By: Mohit Singhal
ENG Vs NZ: When England and New Zealand returned to the dressing room after the post-lunch session, it seemed that England will go for a draw as they did last year against the same opposition.
But for a change, this is an English team under the reign of Ex-New Zealand skipper Brendon McCullum and kiwi born Ben Stokes under whom three lions stole the game within 1 hour of post-tea play as England crushed Blackcaps by 5 wickets to take an unassailable lead of 2-0 in the three-match series.
In just four overs of play after the tea break, Jonny Bairstow and skipper Ben Stokes accounted for 59 runs striking at a run rate of around 15/over in the longest format of the game.
Even after Stokes suffered a knee injury in the process of going big, the 32-year-old flamboyant didn’t put a full stop on his carnage as he completed his century in just 77 balls, the second-fastest ton by an English man only behind the great Gilbert Jessop (76 balls) in 1902.
Blackcaps resumed their innings on an overnight score of 224 with losing 7 wickets and were well taken to a challenging total of 284 giving a chase of 299 on Day 5.

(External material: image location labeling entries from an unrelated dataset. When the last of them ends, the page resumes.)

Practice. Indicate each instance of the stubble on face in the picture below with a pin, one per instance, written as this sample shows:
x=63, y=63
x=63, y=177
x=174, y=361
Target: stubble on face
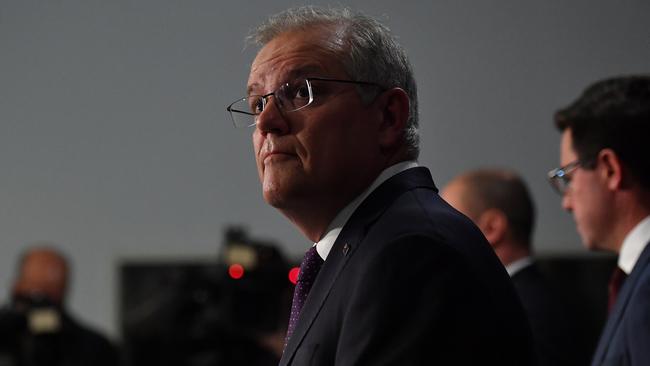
x=313, y=161
x=587, y=201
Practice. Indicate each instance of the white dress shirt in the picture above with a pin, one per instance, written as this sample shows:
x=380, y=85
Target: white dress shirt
x=518, y=265
x=633, y=245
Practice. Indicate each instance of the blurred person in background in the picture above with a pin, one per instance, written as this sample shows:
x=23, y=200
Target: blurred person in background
x=35, y=327
x=500, y=204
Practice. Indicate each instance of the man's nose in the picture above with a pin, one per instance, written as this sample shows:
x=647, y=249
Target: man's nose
x=272, y=119
x=567, y=204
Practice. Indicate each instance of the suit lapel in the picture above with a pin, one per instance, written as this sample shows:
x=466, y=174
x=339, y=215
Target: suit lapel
x=618, y=311
x=346, y=245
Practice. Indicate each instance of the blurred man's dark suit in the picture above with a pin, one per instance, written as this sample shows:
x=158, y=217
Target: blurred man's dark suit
x=624, y=340
x=548, y=317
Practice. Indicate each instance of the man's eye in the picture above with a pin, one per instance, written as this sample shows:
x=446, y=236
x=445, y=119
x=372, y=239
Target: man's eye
x=302, y=92
x=256, y=104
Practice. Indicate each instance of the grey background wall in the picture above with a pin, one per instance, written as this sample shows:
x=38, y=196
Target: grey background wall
x=115, y=143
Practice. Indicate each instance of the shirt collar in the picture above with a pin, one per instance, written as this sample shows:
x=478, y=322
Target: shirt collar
x=324, y=245
x=518, y=265
x=633, y=245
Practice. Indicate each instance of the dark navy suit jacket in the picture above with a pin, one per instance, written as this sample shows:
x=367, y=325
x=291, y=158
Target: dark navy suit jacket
x=410, y=281
x=626, y=337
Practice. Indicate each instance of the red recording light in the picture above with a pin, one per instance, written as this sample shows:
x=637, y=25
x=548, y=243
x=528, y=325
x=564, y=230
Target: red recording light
x=236, y=271
x=293, y=274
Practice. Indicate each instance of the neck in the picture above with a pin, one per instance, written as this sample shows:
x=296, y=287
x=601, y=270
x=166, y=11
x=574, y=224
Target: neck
x=511, y=252
x=630, y=209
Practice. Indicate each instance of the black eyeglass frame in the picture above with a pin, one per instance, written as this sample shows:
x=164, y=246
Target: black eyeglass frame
x=560, y=178
x=308, y=80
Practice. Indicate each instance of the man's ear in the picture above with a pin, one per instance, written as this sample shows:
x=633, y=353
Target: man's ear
x=610, y=169
x=394, y=104
x=494, y=224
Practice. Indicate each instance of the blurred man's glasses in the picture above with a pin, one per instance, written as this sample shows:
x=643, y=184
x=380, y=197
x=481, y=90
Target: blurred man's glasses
x=289, y=97
x=560, y=178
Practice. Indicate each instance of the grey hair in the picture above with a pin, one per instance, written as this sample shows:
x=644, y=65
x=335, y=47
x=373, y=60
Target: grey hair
x=371, y=53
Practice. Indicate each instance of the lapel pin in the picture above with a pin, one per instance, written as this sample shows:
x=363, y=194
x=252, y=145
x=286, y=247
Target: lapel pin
x=346, y=248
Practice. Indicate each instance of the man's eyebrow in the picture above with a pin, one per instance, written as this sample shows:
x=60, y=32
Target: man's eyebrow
x=302, y=71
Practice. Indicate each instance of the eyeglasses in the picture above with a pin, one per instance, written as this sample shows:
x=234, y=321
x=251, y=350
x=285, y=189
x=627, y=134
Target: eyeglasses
x=289, y=97
x=560, y=178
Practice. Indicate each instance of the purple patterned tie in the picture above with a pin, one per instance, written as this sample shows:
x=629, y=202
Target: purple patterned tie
x=614, y=286
x=308, y=270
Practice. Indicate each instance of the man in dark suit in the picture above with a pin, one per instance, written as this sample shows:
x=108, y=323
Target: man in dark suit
x=36, y=328
x=499, y=203
x=404, y=278
x=604, y=180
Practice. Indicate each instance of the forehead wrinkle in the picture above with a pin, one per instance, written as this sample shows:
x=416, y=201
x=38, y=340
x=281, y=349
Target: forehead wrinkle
x=303, y=71
x=285, y=57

Daryl Mitchell continued his good turf as he remained unbeaten on 62 in 131 balls with a fighting cameo by Matt Henry who may got used to play short balls very well. The evergreen duo of James Anderson and Stuart Broad took 2 and 3 wickets respectively.
Opener Alex Lees looked very much in an attitude of crossing the line in two sessions of play before a sudden collapse of the top order in Zak Crawley, Ollie Pope (18) and Joe Root were dismissed cheap and Stokes’ men found themselves at 93/4 when the skipper joined Yorkshire man in a long run.
There were two options against the duo whether to go big or go slow, and the pair kept the scorecard ticking till the second session ended. As soon as the third session commenced, the crowd witnessed the monster show by Jonny Bairstow who went behind the kiwi pace attack like a fire.
He was well supported by skipper Ben Stokes who in his 70-ball outing remained undefeated on 75 which had 10 boundaries and four over the ropes comprised in it.
The winning shot by the 31-year-old all-rounder must have offered some thrilling vibes of that Headingley test where Stokes pulled out an improbable win against Australia.
White-ball specialist Jonny Bairstow was going good till tea break with 43 on 48 balls. But the minute play resumed after, it was him who created havoc taking on Trent Boult, Matt Henry and Bracewell and was responsible for only 16 overs of the game in the third session as they registered 160 on the board that was needed to start McCullum-Stokes era in a style.
Bairstow smashed 14 fours and 7 sixes over the stand all coming in the third session.
England had chased down the target of 279 in the first Test at Lord’s thanks to Joe Root’s 115* and now they crossed the 299-run barrier in just 50 overs to leave the Kiwi group bewildered.
This was also the highest ever successful 4th innings chase at Trent Bridge shattering the previous record of 284 by England against the same opposition in 2004.